Is it 3D Printing or Additive Manufacturing?

Someday soon enough in the future, people will look back and view our current

manufacturing processes as we today view something such as blacksmithing. What’s

interesting about that last sentence is that much of today’s manufacturing processes are

actually very similar to blacksmithing. Both are what’s called “subtractive manufacturing.”

Subtractive manufacturing relies upon the removal of material to create something.

The blacksmith hammered away at heated metal to create a product. Today, a CNC machine

cuts and drills and otherwise removes material from a larger initial block of material to create

a product. It’s inefficient and wasteful. Other manufacturing techniques abound but they all

essentially whittle down raw material into a product.

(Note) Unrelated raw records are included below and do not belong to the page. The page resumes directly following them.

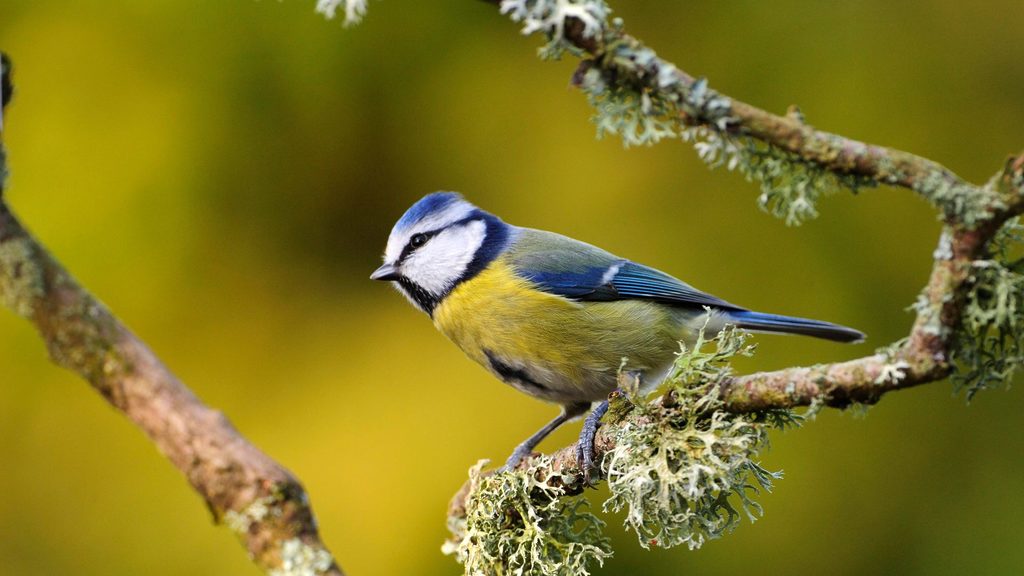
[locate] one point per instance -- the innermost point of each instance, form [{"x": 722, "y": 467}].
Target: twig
[{"x": 244, "y": 488}]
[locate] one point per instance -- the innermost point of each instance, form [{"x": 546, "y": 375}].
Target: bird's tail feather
[{"x": 761, "y": 322}]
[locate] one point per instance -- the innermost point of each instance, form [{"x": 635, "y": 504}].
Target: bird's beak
[{"x": 385, "y": 273}]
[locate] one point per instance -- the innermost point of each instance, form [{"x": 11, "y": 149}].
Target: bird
[{"x": 556, "y": 318}]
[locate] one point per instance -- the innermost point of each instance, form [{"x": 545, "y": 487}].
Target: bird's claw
[{"x": 585, "y": 447}]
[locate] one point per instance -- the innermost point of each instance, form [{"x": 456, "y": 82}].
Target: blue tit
[{"x": 551, "y": 316}]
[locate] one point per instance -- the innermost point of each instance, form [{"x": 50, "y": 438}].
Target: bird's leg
[
  {"x": 628, "y": 380},
  {"x": 569, "y": 411},
  {"x": 585, "y": 446}
]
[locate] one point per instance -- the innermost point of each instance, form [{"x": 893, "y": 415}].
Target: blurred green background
[{"x": 224, "y": 176}]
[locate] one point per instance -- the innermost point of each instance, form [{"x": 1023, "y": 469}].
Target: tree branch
[
  {"x": 256, "y": 497},
  {"x": 973, "y": 215}
]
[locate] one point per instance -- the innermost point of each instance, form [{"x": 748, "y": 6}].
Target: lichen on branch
[
  {"x": 682, "y": 469},
  {"x": 520, "y": 522}
]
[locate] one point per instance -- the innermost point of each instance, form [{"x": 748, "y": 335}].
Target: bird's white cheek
[{"x": 443, "y": 260}]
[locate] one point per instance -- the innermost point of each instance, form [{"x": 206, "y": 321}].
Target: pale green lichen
[
  {"x": 353, "y": 9},
  {"x": 639, "y": 118},
  {"x": 958, "y": 201},
  {"x": 516, "y": 523},
  {"x": 239, "y": 522},
  {"x": 989, "y": 346},
  {"x": 551, "y": 16},
  {"x": 680, "y": 472},
  {"x": 20, "y": 277},
  {"x": 300, "y": 559},
  {"x": 644, "y": 99},
  {"x": 791, "y": 187}
]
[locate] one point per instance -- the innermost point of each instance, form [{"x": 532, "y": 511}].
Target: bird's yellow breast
[{"x": 572, "y": 350}]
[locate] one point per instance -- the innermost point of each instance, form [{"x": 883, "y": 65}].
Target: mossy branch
[
  {"x": 970, "y": 316},
  {"x": 245, "y": 489}
]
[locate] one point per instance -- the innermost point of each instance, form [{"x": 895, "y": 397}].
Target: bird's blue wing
[{"x": 578, "y": 271}]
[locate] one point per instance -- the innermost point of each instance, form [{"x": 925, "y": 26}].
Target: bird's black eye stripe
[{"x": 417, "y": 241}]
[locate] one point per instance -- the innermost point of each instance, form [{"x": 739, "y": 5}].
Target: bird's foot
[
  {"x": 522, "y": 451},
  {"x": 585, "y": 446}
]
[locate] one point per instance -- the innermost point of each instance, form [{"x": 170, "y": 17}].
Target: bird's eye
[{"x": 418, "y": 240}]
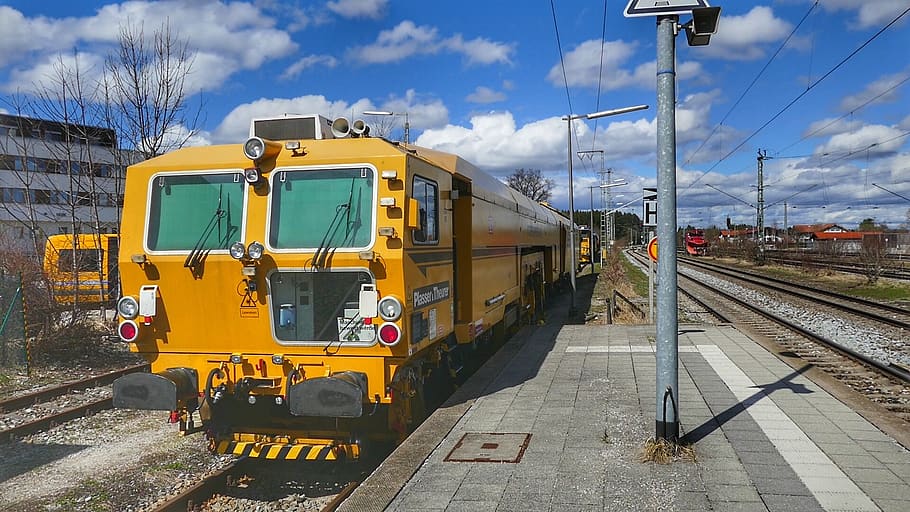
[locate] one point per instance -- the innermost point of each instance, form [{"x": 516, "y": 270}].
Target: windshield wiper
[
  {"x": 322, "y": 252},
  {"x": 196, "y": 255}
]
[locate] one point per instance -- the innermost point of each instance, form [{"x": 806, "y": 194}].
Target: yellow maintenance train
[{"x": 315, "y": 288}]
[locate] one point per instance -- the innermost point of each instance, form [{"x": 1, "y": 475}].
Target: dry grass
[{"x": 661, "y": 451}]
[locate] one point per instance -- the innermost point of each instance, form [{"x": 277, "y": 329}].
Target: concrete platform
[{"x": 581, "y": 400}]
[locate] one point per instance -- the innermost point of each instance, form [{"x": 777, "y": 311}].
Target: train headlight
[
  {"x": 128, "y": 330},
  {"x": 389, "y": 334},
  {"x": 390, "y": 308},
  {"x": 128, "y": 307},
  {"x": 257, "y": 149},
  {"x": 237, "y": 250},
  {"x": 254, "y": 148},
  {"x": 254, "y": 250}
]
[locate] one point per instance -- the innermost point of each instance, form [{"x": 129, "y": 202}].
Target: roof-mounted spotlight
[
  {"x": 702, "y": 25},
  {"x": 252, "y": 175},
  {"x": 256, "y": 148}
]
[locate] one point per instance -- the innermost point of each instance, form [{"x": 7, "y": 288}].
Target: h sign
[{"x": 649, "y": 197}]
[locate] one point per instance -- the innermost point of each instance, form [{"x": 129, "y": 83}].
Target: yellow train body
[
  {"x": 82, "y": 267},
  {"x": 362, "y": 271}
]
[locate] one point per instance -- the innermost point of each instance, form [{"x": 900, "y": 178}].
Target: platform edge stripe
[{"x": 852, "y": 497}]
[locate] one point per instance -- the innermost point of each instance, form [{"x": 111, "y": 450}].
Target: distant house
[
  {"x": 57, "y": 173},
  {"x": 730, "y": 234}
]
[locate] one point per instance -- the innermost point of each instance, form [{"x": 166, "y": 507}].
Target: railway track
[
  {"x": 885, "y": 382},
  {"x": 247, "y": 479},
  {"x": 889, "y": 267},
  {"x": 41, "y": 410},
  {"x": 895, "y": 316}
]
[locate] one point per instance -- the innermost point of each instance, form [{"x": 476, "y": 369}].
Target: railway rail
[
  {"x": 250, "y": 476},
  {"x": 37, "y": 411},
  {"x": 889, "y": 267},
  {"x": 885, "y": 382},
  {"x": 896, "y": 316}
]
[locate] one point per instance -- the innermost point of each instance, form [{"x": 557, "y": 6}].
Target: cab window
[{"x": 425, "y": 192}]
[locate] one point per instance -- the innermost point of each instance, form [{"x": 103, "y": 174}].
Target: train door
[{"x": 462, "y": 225}]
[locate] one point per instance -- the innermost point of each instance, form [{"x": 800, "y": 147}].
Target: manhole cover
[{"x": 491, "y": 447}]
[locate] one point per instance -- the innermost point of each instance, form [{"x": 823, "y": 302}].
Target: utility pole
[
  {"x": 666, "y": 421},
  {"x": 760, "y": 217}
]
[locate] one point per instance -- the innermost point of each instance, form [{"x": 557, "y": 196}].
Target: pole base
[{"x": 667, "y": 430}]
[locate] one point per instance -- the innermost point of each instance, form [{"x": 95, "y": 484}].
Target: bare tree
[
  {"x": 69, "y": 98},
  {"x": 147, "y": 83},
  {"x": 531, "y": 183}
]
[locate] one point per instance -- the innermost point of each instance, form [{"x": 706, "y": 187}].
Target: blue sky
[{"x": 823, "y": 87}]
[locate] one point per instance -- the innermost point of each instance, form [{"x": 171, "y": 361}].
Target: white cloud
[
  {"x": 485, "y": 95},
  {"x": 46, "y": 74},
  {"x": 495, "y": 143},
  {"x": 883, "y": 90},
  {"x": 373, "y": 9},
  {"x": 407, "y": 39},
  {"x": 307, "y": 62},
  {"x": 583, "y": 64},
  {"x": 480, "y": 50},
  {"x": 224, "y": 38},
  {"x": 832, "y": 126},
  {"x": 870, "y": 140},
  {"x": 742, "y": 37},
  {"x": 870, "y": 13}
]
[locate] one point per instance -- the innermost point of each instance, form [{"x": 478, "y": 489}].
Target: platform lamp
[{"x": 570, "y": 118}]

Additive manufacturing creates something by adding material to the object. Some

here, some there, and no where it’s not needed. No waste. Very efficient.

Commercial 3D printers

While most people have yet to even hear the term 3D printing, the process has been in

use for decades. Manufacturers have long used the printers in the design process to create

prototypes for traditional manufacturing. But until the last few years, the equipment has been

expensive and slow.

Now, fast 3D printers can be had for tens of thousands of dollars, and end up saving

the companies many times that amount in the prototyping process. For example, Nike uses

3D printers to create multi-colored prototypes of shoes. They used to spend thousands of

dollars on a prototype and wait weeks for it. Now, the cost is only in the hundreds of dollars,

and changes can be made instantly on the computer and the prototype reprinted on the same

day.

Some companies are using 3D printers for short run or custom manufacturing, where

the printed objects are not prototypes, but the actual end user product. As the speeds of 3D

printing go up and the prices come down, look for more and more of this. And expect more

availability of personally customized products.

Personal 3D Printers

There is a whole other world of 3D printers: personal and DIY hobbyist models. And

they are getting cheap, with prices typically in the range of $300 – $2,000.

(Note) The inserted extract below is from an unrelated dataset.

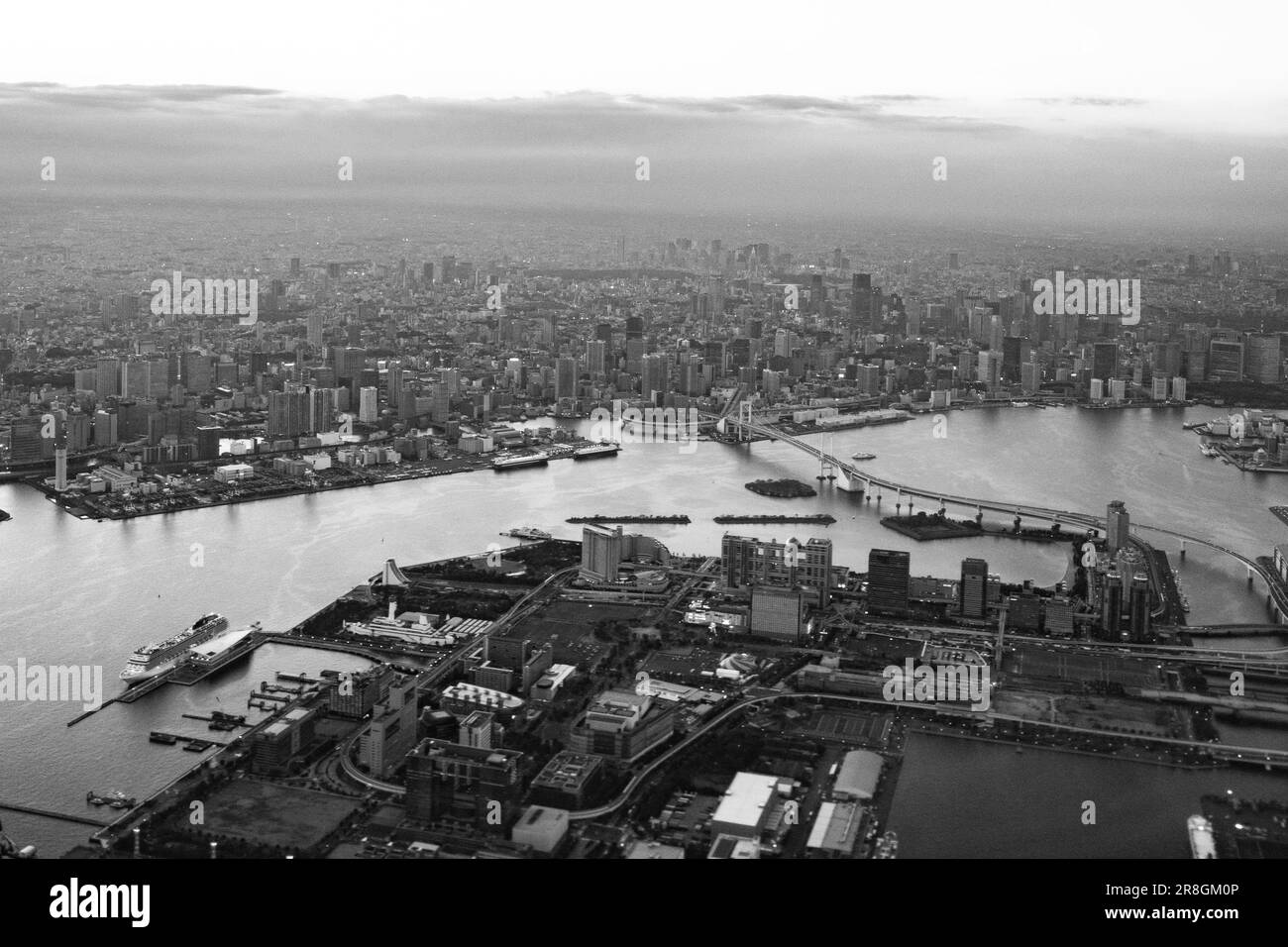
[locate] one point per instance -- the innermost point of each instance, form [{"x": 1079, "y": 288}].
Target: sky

The RepRap open source project really ignited this hobbyist market in the same way

the Apple I microcomputer ignited the hobbyist desktop computer market in the late 1970s.

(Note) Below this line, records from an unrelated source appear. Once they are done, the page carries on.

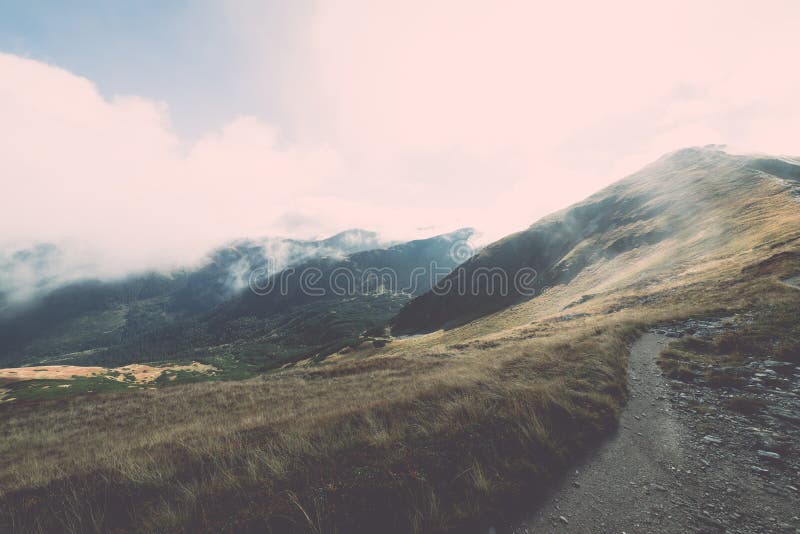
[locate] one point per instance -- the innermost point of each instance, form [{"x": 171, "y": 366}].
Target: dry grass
[{"x": 424, "y": 434}]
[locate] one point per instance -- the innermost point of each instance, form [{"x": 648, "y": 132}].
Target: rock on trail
[{"x": 671, "y": 467}]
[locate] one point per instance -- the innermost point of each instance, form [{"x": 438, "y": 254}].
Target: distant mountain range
[
  {"x": 692, "y": 201},
  {"x": 154, "y": 316}
]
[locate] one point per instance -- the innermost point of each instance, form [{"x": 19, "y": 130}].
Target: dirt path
[
  {"x": 625, "y": 487},
  {"x": 678, "y": 463}
]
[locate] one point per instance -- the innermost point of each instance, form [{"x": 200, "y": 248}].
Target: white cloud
[{"x": 397, "y": 116}]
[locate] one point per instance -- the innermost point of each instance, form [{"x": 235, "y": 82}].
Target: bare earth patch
[{"x": 142, "y": 373}]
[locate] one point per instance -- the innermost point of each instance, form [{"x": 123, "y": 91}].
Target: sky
[{"x": 144, "y": 133}]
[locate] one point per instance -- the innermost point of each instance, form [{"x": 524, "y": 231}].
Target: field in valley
[{"x": 430, "y": 432}]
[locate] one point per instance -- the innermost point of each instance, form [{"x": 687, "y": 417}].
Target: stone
[{"x": 768, "y": 455}]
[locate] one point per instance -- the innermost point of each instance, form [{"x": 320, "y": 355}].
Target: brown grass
[{"x": 425, "y": 434}]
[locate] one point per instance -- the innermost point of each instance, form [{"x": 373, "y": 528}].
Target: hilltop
[{"x": 480, "y": 411}]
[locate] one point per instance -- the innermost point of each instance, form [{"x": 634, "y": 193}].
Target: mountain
[
  {"x": 161, "y": 315},
  {"x": 479, "y": 416},
  {"x": 315, "y": 307},
  {"x": 691, "y": 202}
]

For about a thousand dollars, people have been able to buy the RepRap kit and put together

their own personal 3D printer, complete with any customizations they were capable of

making. And what’s more, these printers print most of the parts for more printers. RepRap is

short for replicating rapid prototyper, so complete self-replication, including electronic circuit

boards, is the goal.

The interest in RepRap spawned scores of other low-cost 3D printers, both DIY and

fully-assembled, and as the prices keep coming down, it puts 3D printers into more and more

and more hands.

But do you have to be an engineer or a 3D modeling expert to create 3D models on

your own 3D printer? No, not at all. While complex and expensive CAD software like

AutoCAD and Solidworks have a steep learning curve, there are a number of other programs,

many free, that are very easy to learn. The free version of Google SketchUp, for example, is

very popular for its ease of use; and the free Blender program is popular for its advanced

features.

Even if you don’t design your own 3D model, you can still print some very cool

pieces. There are model repositories such as Thingiverse, 3D Parts Database, and 3D

Warehouse that have model files you can download for free.

What do all these people print? It’s limitless. Some print things like jewelry, some

print replacement parts for appliances such as their dishwasher, some invent all sorts of

original things, some create art, and some make toys for their kids. With the many types of

metal, plastic, glass, and other materials available (even gold and silver), just about anything

can be printed.

The Future of 3D Printing

This is a disruptive technology of mammoth proportions, with effects on energy use,

waste, customization, product availability, art, medicine, construction, the sciences, and of

course manufacturing. It will change the world as we know it. Before you know it.